Part of the learning experience was bringing the students out to beaches and creeks for a clean-up. A spokesperson for Surfrider said a volunteer clean-up crew, including students, went to Mercantile Creek on June 1. The creek was selected because it is the water source for Ucluelet and Hitatcu.
Over the course of a few hours the work crew pulled out two truckloads of trash, including mattresses, box springs and a 250 litre drum partially filled with kerosene.
On another day they went out to Wya Beach and picked up 466 pieces of trash – mostly plastic.
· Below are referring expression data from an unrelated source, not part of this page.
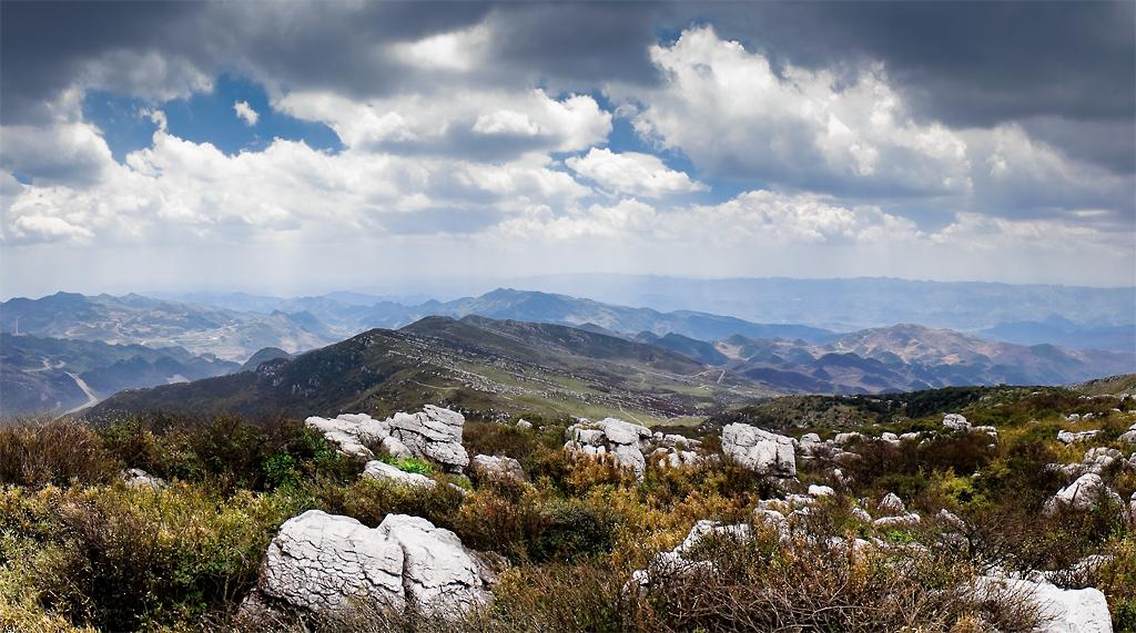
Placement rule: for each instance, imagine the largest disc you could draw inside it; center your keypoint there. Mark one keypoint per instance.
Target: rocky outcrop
(1087, 491)
(955, 422)
(631, 444)
(433, 433)
(1069, 436)
(381, 471)
(620, 440)
(496, 468)
(676, 561)
(138, 477)
(1061, 610)
(759, 450)
(322, 563)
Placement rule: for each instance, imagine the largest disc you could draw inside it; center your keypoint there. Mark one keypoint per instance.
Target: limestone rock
(502, 468)
(955, 422)
(1082, 494)
(629, 443)
(439, 572)
(433, 433)
(382, 471)
(1069, 436)
(320, 563)
(820, 491)
(891, 505)
(1062, 610)
(759, 450)
(138, 477)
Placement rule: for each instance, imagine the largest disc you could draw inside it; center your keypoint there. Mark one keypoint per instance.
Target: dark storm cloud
(1066, 69)
(974, 64)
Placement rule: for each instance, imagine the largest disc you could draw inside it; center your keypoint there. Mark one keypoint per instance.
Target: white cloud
(459, 50)
(734, 115)
(245, 113)
(466, 124)
(632, 173)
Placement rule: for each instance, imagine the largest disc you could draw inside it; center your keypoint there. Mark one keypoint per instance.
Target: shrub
(122, 559)
(57, 452)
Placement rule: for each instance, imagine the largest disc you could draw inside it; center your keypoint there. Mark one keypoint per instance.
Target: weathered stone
(1083, 494)
(901, 521)
(955, 422)
(1069, 436)
(439, 573)
(381, 471)
(820, 491)
(759, 450)
(501, 468)
(322, 563)
(138, 477)
(891, 505)
(1062, 610)
(433, 433)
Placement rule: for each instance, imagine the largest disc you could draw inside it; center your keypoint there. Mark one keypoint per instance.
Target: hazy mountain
(264, 356)
(136, 319)
(509, 367)
(494, 367)
(910, 357)
(1063, 332)
(854, 303)
(55, 375)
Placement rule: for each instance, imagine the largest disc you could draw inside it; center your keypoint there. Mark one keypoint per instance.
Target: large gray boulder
(139, 479)
(759, 450)
(433, 433)
(323, 563)
(1061, 610)
(439, 573)
(624, 441)
(319, 563)
(381, 471)
(1083, 494)
(499, 468)
(955, 422)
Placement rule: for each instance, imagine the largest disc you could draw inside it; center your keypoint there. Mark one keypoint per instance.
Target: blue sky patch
(203, 117)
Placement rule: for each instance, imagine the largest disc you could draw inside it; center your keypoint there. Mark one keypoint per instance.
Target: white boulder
(955, 422)
(1083, 494)
(1070, 436)
(138, 477)
(433, 433)
(759, 450)
(1062, 610)
(382, 471)
(493, 467)
(322, 563)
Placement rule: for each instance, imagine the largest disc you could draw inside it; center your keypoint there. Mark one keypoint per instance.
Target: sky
(303, 147)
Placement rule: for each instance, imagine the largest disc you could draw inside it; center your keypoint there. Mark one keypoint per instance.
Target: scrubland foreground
(832, 516)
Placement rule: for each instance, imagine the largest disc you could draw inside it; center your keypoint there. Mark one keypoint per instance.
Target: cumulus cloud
(734, 115)
(476, 124)
(245, 113)
(632, 173)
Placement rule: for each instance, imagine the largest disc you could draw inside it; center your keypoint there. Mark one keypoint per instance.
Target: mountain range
(500, 368)
(57, 375)
(46, 368)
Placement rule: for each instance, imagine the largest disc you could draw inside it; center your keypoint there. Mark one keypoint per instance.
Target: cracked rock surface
(433, 433)
(320, 563)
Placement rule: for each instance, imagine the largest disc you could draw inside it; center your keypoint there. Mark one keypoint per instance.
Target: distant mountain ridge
(493, 367)
(56, 375)
(509, 367)
(136, 319)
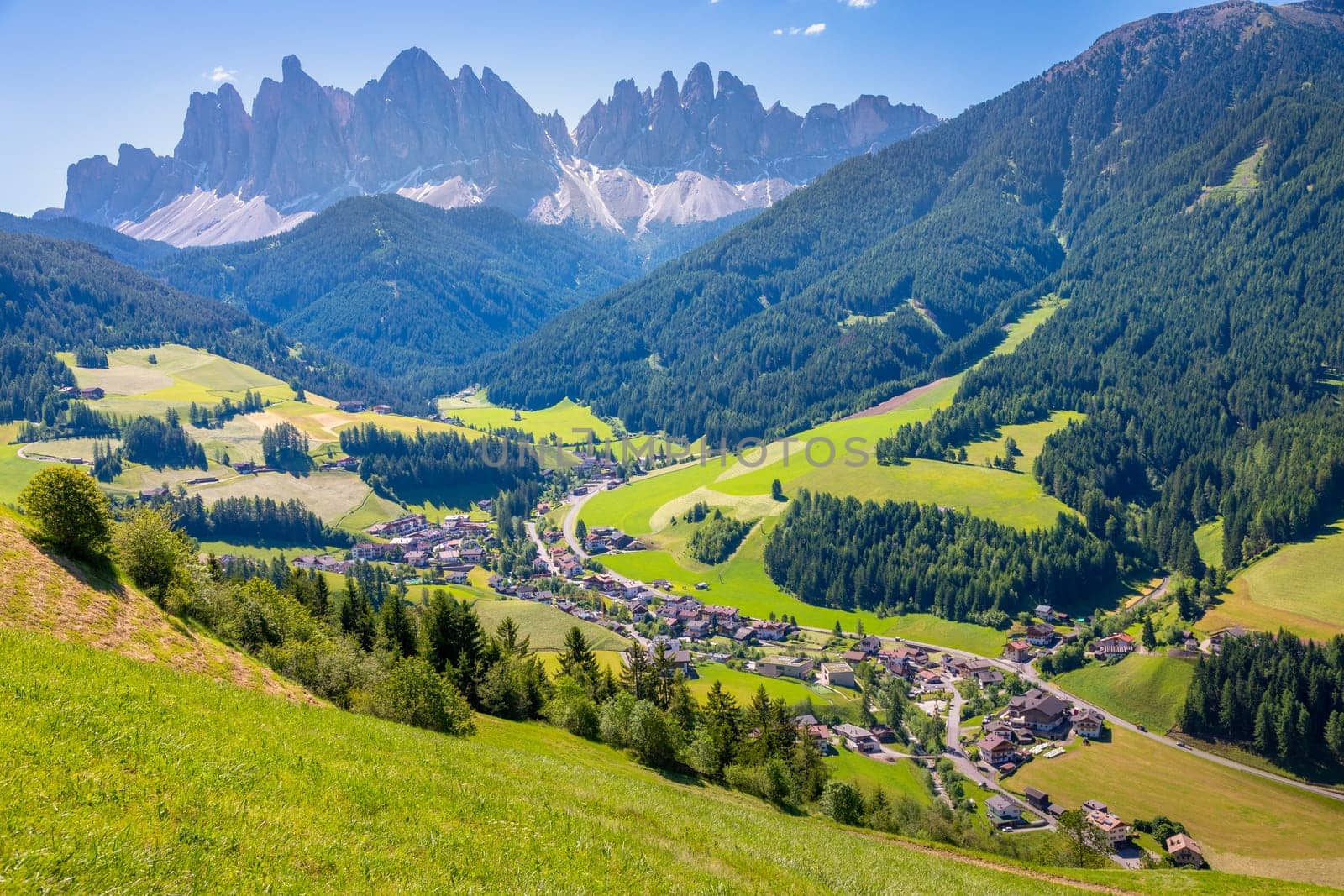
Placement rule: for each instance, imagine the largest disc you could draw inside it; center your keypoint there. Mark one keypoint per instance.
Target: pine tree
(635, 676)
(577, 660)
(398, 629)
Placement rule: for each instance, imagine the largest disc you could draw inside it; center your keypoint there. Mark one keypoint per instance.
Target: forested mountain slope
(933, 237)
(60, 295)
(1206, 328)
(405, 288)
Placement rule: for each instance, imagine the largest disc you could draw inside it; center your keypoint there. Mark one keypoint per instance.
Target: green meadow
(128, 777)
(1299, 587)
(1245, 824)
(900, 778)
(1209, 542)
(546, 625)
(1142, 688)
(743, 687)
(562, 419)
(181, 376)
(741, 486)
The most dangerous for the environment is Styrofoam, which breaks into smaller pieces and is consumed by marine life.
Some of the collected plastics went to the school where Tofino artist Peter Clarkson guided the students in the creation of an ocean mural.
Using plastic trash they collected on the beach, some paint, glue and nails, the students made images of bull kelp, jelly fish, star fish and little blue fish made out of paint brush handles found washed up on the beach.
During the picnic the students put the finishing touches on their beach trash mural.
Next to it will be a story board they created showing what they’ve learned over the year about the problems plastics in the ocean cause.
The students presented two cedar tlup-chus sticks to the Surfrider organization, thanking them for showing how important it is to keep plastic out of the ocean. The sticks will be used at future beach clean-ups so the volunteers can enjoy a barbecue salmon while they’re hard at work.
Over lunch the students each promised to eliminate the use of at least one plastic item. Some chose plastic shopping bags, drinking straws, and beverage containers.
Sam thanked everyone that came to the school to teach his Nuu-chah-nulth class over the past year. Guests were invited to teach things like Nuu-chah-nulth language, culture, harvesting cedar bark, preparing salmon, stewardship of the ocean and much more.
He thanked Joe Martin, Rose Wilson, Brian Wilson, Carlos Mack, Dr. Bernice Touchie, Peter Clarkson, Surfrider, David Hurowitz and all that came to share their knowledge with the Nuu-chah-nulth class.